Day 4
We woke to a great morning with plenty of stars showing and a slight wind. We were up early to cover the mile to our starting point in the dark. We made it in plenty of time and were able to enjoy watching the final sunrise of the 2011 turkey season. We weren't hearing any gobbling as early as I would have liked, but thought we may have finally heard a gobble drifting on the wind from across a huge field. We moved to the center of the field and just before fly down, several birds began to gobble from several different directions. None of them were close, so we took off at a steady pace toward the closest. We were unable to get to him before he flew down. We were in the field and he was near the edge, but below our line of sight since the terrain dropped near the trees.
I was unfamiliar with the area, so I didn't' know how close we could get before he'd see us. We held back in a wash with a few bushes and one tree and tried to call him out into the open. He wasn't having any of that, so we ran part of the way towards him since we were caught out in the open, and then began slithering like two snakes to reach the point where the field dropped into the woods. By then we could tell that he had drifted into the woods and we should have made this move sooner, but it came down to not knowing the terrain. We moved to the trees and began to call, but he had doubled his distance and his gobbling. Again, all I could think was he was following a hen like many of the birds we encountered and wanted us to follow.
We moved a couple hundred yards again and onto the next ridge. He had moved even further, but seemed more interested. We waited. He eventually ended up just out of sight but within 60 to 70 yards. His last three gobbles were progressively closer from 100 yards, 80 yards, 60 yards, and we were prepared for him to crest the rise and walk into the gun giving us a last day bird. But...........as it so often happens, he never materialized. The next time he gobbled, and there was only one more time, he was 200 yards. I don't know what happened other than he was doing what a turkey does best.........act like a turkey and do whatever they darn well please.

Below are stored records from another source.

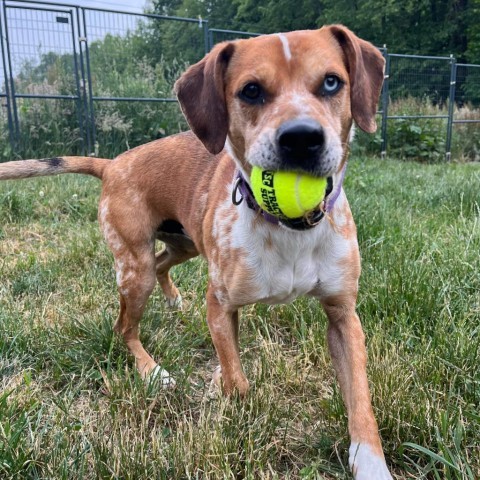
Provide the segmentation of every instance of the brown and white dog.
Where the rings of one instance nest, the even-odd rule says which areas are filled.
[[[113,161],[59,157],[0,165],[0,179],[73,172],[102,180],[99,220],[120,291],[115,330],[143,377],[156,374],[174,384],[144,350],[139,321],[157,280],[167,302],[180,303],[169,269],[189,258],[201,254],[208,262],[207,321],[226,395],[248,390],[239,308],[318,298],[329,320],[328,345],[349,418],[349,463],[358,480],[391,476],[355,313],[360,256],[342,179],[353,121],[366,132],[376,129],[383,72],[378,50],[342,26],[221,43],[175,86],[193,132]],[[251,198],[241,201],[254,165],[328,177],[317,220],[271,222]],[[156,239],[165,244],[157,255]]]

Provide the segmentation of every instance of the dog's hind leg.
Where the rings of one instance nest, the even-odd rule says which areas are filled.
[[[165,243],[165,248],[156,255],[156,276],[162,287],[167,305],[171,308],[181,308],[182,297],[170,277],[169,270],[199,253],[194,243],[182,233],[158,232],[157,238]]]
[[[143,347],[139,323],[155,284],[155,235],[148,218],[138,211],[115,210],[115,203],[100,202],[99,219],[105,239],[115,258],[120,292],[120,313],[114,330],[121,334],[142,378],[160,376],[165,386],[174,385],[168,372],[160,368]],[[129,221],[125,221],[128,219]],[[135,219],[133,221],[132,219]]]

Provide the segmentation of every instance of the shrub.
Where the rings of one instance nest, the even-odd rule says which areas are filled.
[[[452,132],[452,158],[459,161],[480,161],[480,109],[464,105],[456,108],[455,120],[475,120],[478,123],[457,123]]]
[[[93,42],[91,80],[95,97],[172,98],[175,79],[187,66],[163,58],[141,55],[138,35],[108,35]],[[53,52],[40,63],[26,62],[15,78],[17,92],[42,95],[77,95],[73,57]],[[83,100],[17,99],[20,131],[12,151],[7,116],[0,115],[0,161],[53,155],[87,154],[84,139],[91,131]],[[176,102],[93,100],[95,154],[113,157],[128,148],[187,128]]]
[[[391,102],[389,116],[446,116],[447,106],[434,105],[428,99],[406,97]],[[456,107],[455,120],[480,120],[480,109],[471,106]],[[375,135],[359,132],[353,145],[357,153],[379,155],[381,152],[381,122]],[[387,155],[421,162],[439,162],[445,159],[447,140],[446,118],[389,119],[387,123]],[[456,124],[452,132],[452,159],[478,161],[480,159],[480,132],[477,123]]]

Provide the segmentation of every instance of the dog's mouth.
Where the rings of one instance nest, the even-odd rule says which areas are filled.
[[[269,172],[261,169],[260,172],[262,175],[266,176],[267,182],[270,174],[275,176],[276,173],[279,173],[278,171]],[[293,177],[301,177],[296,176],[292,172],[288,172],[287,174],[293,175]],[[259,173],[256,172],[256,175],[259,175]],[[292,178],[289,178],[289,180],[292,181]],[[293,181],[295,182],[295,178]],[[311,208],[297,211],[295,208],[299,207],[295,205],[294,202],[292,203],[292,205],[295,205],[293,207],[292,205],[290,207],[288,207],[288,205],[286,206],[285,202],[283,202],[282,206],[282,202],[279,202],[278,198],[275,197],[274,189],[271,189],[270,191],[265,189],[264,192],[260,192],[255,186],[252,186],[252,176],[250,177],[250,182],[247,182],[242,173],[238,171],[232,191],[232,203],[234,205],[239,205],[245,200],[250,209],[258,212],[270,223],[282,224],[293,230],[307,230],[318,225],[328,211],[328,200],[334,190],[333,177],[329,176],[325,181],[326,185],[324,187],[325,190],[323,196],[319,198],[318,201],[315,201],[315,204],[312,204]],[[294,201],[298,201],[300,195],[298,195],[298,192],[294,192],[293,197]],[[295,212],[298,212],[298,214],[295,214]]]
[[[333,191],[333,177],[327,177],[327,188],[325,189],[325,195],[322,200],[322,206],[325,205],[327,197],[332,193],[332,191]]]

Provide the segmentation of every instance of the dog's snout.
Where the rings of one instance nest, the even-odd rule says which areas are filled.
[[[294,120],[280,126],[277,142],[286,161],[313,160],[324,147],[325,133],[314,120]]]

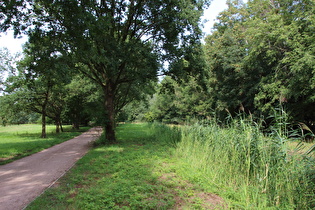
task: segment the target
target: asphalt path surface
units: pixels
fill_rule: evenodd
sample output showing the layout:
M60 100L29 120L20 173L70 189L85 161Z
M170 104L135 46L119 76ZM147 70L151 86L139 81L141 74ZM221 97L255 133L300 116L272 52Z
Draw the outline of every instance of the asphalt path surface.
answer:
M19 210L53 185L102 133L95 127L71 140L0 166L0 210Z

Time was running out because we had worked this bird for near 3 hours, it was almost 8:30, and we had to be at the truck by 10 so we could check out by 11 and start the drive home. We had heard one of the other birds gobble a few times sporadically during our hunt for this bird, so we attempted to provoke a gobble as we circled back toward the truck for the last hour and a half. We managed to see one lone hen that I'm sure had a nest close by, but no toms were seen or heard.
The final sunrise of the 2011 season.
It's always a depressing day when you know you've just closed out another spring turkey season, but it was a good one like most of them. I didn't kill the number of birds this season that I did last season, but that is mostly the result of my kids coming of age and not for lack of opportunity. Isaac is becoming quite the sidekick and will want to do it his own way before I know it. Boyd and Olivia are just now wanting time of their own, but aren't quite willing to put much effort into it. Hopefully that will improve, and the only way I know to work on that is to give them as much opportunity as possible. That in turn means less time with my own finger on the trigger.